Five years after my client’s car accident the case finally went to trial. And after three days a verdict was reached that made me angry about the what she went through at the hands of the system. I realized much of my anger was directed not so much at the person that hit her, not the insurance company that dragged this out, refusing to pay any more than a nuisance value on the case – I was also mad at the system. In my profession, I expect the insurance company not to pay. I expect the defendant to deny he did anything wrong. I expect each of these parties to claim that all of the treatment my client received was for anything other than the car accident. What I don’t expect is the Courthouse, that stands as the place to make all things right, to be so hamstrung by budget cuts as to all but close its doors to these disputes.

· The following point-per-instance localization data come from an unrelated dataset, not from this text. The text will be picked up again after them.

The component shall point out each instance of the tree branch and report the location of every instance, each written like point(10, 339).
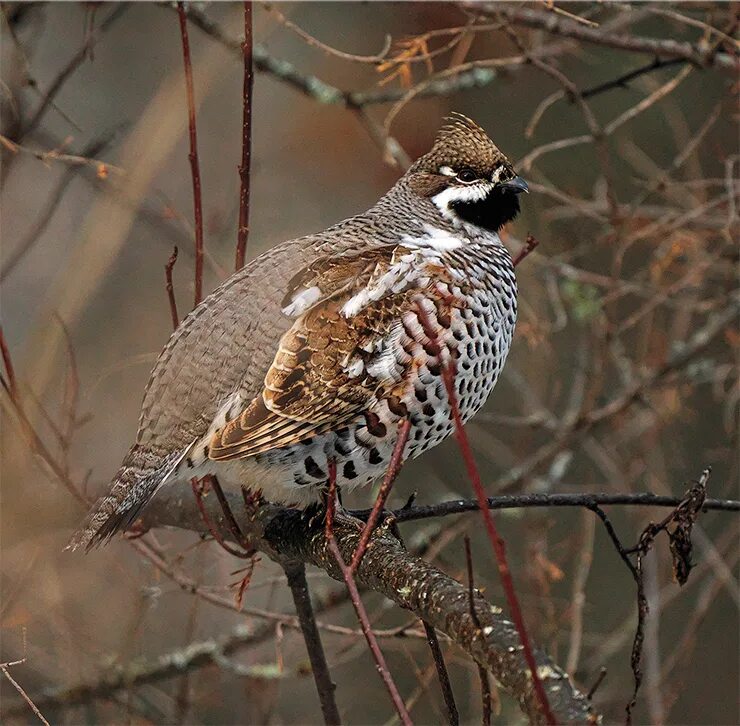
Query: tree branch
point(410, 582)
point(533, 17)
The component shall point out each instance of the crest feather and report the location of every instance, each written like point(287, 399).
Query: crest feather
point(460, 128)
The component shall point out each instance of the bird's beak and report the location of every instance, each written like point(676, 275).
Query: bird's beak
point(516, 185)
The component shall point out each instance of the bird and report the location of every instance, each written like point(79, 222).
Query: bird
point(319, 348)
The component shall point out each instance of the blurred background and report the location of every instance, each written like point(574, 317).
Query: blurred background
point(622, 377)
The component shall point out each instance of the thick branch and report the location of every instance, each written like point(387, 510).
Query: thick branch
point(409, 581)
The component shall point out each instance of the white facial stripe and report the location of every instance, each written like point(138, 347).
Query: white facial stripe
point(472, 193)
point(434, 238)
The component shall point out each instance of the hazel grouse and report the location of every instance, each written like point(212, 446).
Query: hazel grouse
point(318, 348)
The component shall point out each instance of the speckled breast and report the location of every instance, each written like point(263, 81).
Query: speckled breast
point(473, 323)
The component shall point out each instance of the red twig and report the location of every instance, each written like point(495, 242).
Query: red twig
point(198, 487)
point(354, 594)
point(499, 548)
point(193, 155)
point(485, 684)
point(444, 678)
point(243, 230)
point(8, 363)
point(170, 288)
point(529, 245)
point(394, 466)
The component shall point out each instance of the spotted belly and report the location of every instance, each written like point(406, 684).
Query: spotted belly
point(477, 338)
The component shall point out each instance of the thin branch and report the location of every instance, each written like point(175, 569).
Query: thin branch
point(8, 364)
point(247, 88)
point(296, 574)
point(499, 548)
point(316, 43)
point(625, 78)
point(564, 27)
point(349, 580)
point(26, 698)
point(444, 679)
point(529, 246)
point(72, 65)
point(394, 466)
point(324, 93)
point(485, 684)
point(171, 289)
point(193, 155)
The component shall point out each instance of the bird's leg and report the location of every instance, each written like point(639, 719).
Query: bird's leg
point(315, 514)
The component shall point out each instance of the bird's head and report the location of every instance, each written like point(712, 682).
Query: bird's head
point(467, 178)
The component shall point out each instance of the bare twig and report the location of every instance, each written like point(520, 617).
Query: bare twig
point(72, 65)
point(444, 678)
point(247, 86)
point(193, 154)
point(316, 43)
point(485, 684)
point(349, 580)
point(170, 288)
point(394, 466)
point(8, 363)
point(658, 47)
point(448, 376)
point(6, 672)
point(296, 574)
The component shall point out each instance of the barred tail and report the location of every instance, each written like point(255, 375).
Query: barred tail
point(133, 486)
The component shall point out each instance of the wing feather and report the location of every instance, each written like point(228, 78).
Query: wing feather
point(322, 375)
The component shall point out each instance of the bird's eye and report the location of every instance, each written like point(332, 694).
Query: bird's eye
point(467, 175)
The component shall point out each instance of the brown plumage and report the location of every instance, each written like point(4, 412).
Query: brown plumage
point(315, 348)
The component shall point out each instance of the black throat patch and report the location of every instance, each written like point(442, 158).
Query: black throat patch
point(491, 213)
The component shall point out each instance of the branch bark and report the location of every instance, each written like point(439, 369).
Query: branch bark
point(533, 17)
point(410, 582)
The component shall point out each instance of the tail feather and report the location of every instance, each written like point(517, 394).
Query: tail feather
point(134, 485)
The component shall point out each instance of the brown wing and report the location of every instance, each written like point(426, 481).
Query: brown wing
point(319, 379)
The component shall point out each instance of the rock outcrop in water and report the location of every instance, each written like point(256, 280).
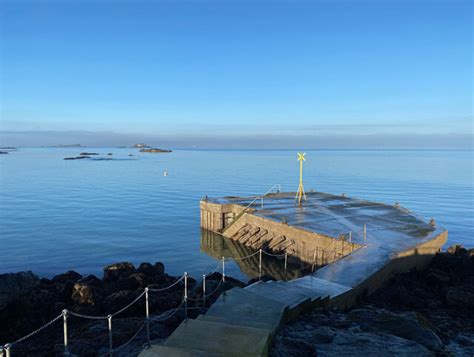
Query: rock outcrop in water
point(28, 302)
point(422, 313)
point(155, 150)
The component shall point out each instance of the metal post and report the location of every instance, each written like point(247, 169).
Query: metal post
point(111, 346)
point(223, 269)
point(204, 289)
point(66, 348)
point(185, 295)
point(147, 312)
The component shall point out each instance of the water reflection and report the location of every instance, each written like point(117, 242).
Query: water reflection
point(218, 246)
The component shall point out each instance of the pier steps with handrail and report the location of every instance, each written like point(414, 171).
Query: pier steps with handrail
point(243, 321)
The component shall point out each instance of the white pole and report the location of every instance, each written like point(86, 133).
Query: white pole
point(147, 312)
point(204, 289)
point(186, 295)
point(223, 269)
point(111, 346)
point(66, 349)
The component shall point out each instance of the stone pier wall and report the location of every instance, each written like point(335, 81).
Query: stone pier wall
point(257, 232)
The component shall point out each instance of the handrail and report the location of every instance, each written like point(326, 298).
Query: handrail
point(6, 349)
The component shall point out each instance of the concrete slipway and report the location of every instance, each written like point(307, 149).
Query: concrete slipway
point(243, 321)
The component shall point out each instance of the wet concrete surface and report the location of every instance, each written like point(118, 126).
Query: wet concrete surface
point(391, 229)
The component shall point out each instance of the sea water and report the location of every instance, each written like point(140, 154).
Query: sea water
point(57, 215)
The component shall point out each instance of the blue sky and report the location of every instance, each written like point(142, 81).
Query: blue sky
point(204, 69)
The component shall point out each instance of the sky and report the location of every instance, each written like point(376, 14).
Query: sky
point(330, 73)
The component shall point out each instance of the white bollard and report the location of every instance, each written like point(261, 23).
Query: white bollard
point(204, 289)
point(147, 313)
point(111, 346)
point(185, 295)
point(66, 348)
point(223, 269)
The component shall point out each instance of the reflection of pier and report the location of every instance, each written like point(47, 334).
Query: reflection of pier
point(219, 246)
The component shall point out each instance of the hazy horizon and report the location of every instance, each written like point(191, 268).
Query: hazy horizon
point(263, 74)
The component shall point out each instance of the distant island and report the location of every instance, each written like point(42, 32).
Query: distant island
point(154, 150)
point(67, 146)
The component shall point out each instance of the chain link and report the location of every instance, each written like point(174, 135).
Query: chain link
point(37, 330)
point(89, 317)
point(129, 305)
point(168, 287)
point(128, 342)
point(154, 319)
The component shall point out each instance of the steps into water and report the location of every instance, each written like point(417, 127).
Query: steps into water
point(244, 321)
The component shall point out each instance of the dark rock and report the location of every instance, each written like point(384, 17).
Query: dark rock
point(155, 150)
point(149, 270)
point(159, 268)
point(370, 344)
point(401, 325)
point(458, 297)
point(70, 275)
point(118, 271)
point(286, 346)
point(14, 284)
point(118, 300)
point(91, 280)
point(85, 294)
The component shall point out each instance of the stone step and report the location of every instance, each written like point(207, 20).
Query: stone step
point(297, 288)
point(244, 308)
point(321, 287)
point(291, 297)
point(167, 351)
point(219, 338)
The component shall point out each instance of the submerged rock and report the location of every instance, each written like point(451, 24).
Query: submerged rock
point(13, 285)
point(115, 271)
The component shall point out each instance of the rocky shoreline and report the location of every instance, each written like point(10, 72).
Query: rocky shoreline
point(422, 313)
point(27, 302)
point(425, 313)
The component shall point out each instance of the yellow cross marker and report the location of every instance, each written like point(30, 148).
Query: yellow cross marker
point(300, 194)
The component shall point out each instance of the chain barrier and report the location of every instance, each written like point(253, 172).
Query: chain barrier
point(126, 343)
point(242, 258)
point(88, 317)
point(129, 305)
point(155, 319)
point(168, 287)
point(6, 348)
point(31, 334)
point(273, 255)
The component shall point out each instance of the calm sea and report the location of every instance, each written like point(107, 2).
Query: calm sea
point(57, 215)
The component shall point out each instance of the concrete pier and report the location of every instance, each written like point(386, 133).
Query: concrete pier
point(365, 244)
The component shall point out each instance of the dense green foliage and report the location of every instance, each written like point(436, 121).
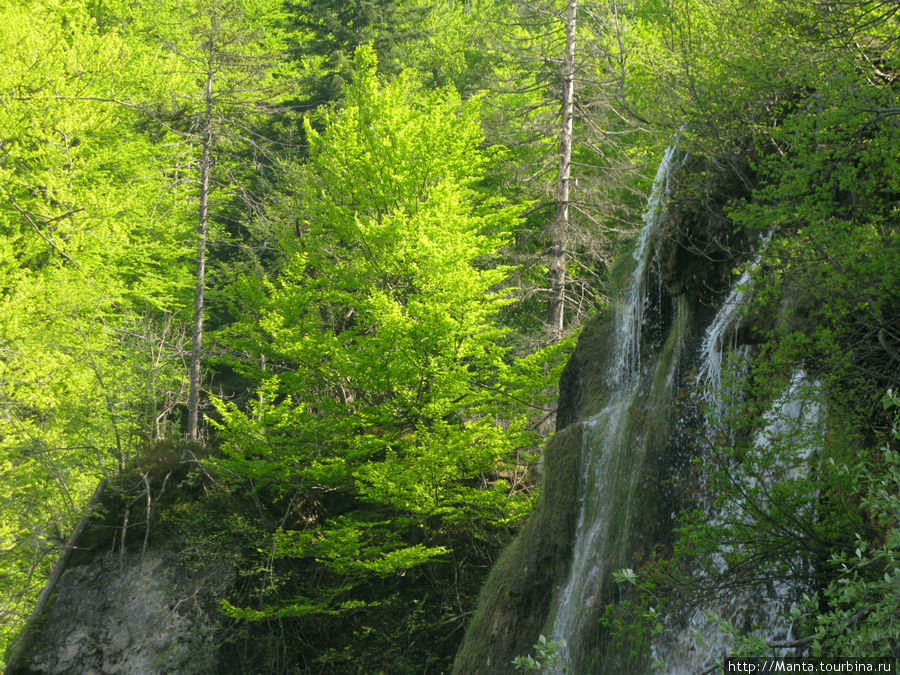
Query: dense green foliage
point(380, 173)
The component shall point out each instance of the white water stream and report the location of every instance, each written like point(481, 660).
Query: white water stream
point(605, 434)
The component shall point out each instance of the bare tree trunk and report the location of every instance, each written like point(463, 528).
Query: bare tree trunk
point(200, 278)
point(559, 227)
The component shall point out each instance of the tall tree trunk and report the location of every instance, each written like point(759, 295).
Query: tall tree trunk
point(559, 228)
point(200, 278)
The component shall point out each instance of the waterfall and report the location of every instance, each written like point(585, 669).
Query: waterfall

Three times the case had come up for trial. On three separate occasions we were ready to try this case, with my client expecting to go and have a jury of her peers decide the outcome – witnesses were lined up, doctors were advised to cancel their patients and come to the courthouse first thing Monday morning. Monday came. No courtroom. Tuesday, no courtroom. Wednesday, same thing. And then on Friday, with the court system completely backlogged, the call came from the court clerk with a new date a few months later to repeat the whole painstaking process again. When we finally got the mythical courtroom, the whole trial was done in three days. A five year wait for three measly days.
How many times have we heard we are living in unprecedented times when it comes to the state of our State? Furloughs and budget cuts are cutting into civil liberties, because California simply cannot afford justice. And I was happy to see that AB 2284 recently made it to the Governor’s desk. AB 2284 is the vehicle for implementing one-day jury trials. If the bill passes, attorneys could voluntarily choose the expedited process. A jury would be quickly impaneled (instead of the standard, prolonged questioning process that takes hours if not days) and the whole case would be tried in one day. Before the trial ever started, both sides would agree to a confidential “high-low,” to safeguard that Plaintiffs would receive a minimum payment and Defendants would be assured a payment cap, no matter what the ultimate verdict. The jury would not have no alternates, the courtroom would have no costly reporter, and the jury’s decision would be binding. The system would cut litigation costs and guarantee that the Courthouse could once again administer justice, not a calendar of dark days and door closures.
Not entirely as a side note, this bill co-sponsored by both the Consumer Attorneys of California (Plaintiff’s lawyers) and the California Defense Counsel. Ultimately, no matter what side you intend to argue for once you walk through those doors, we all want the Courthouse to be the place where justice is done. And justice should remain pure and impervious to budget cuts.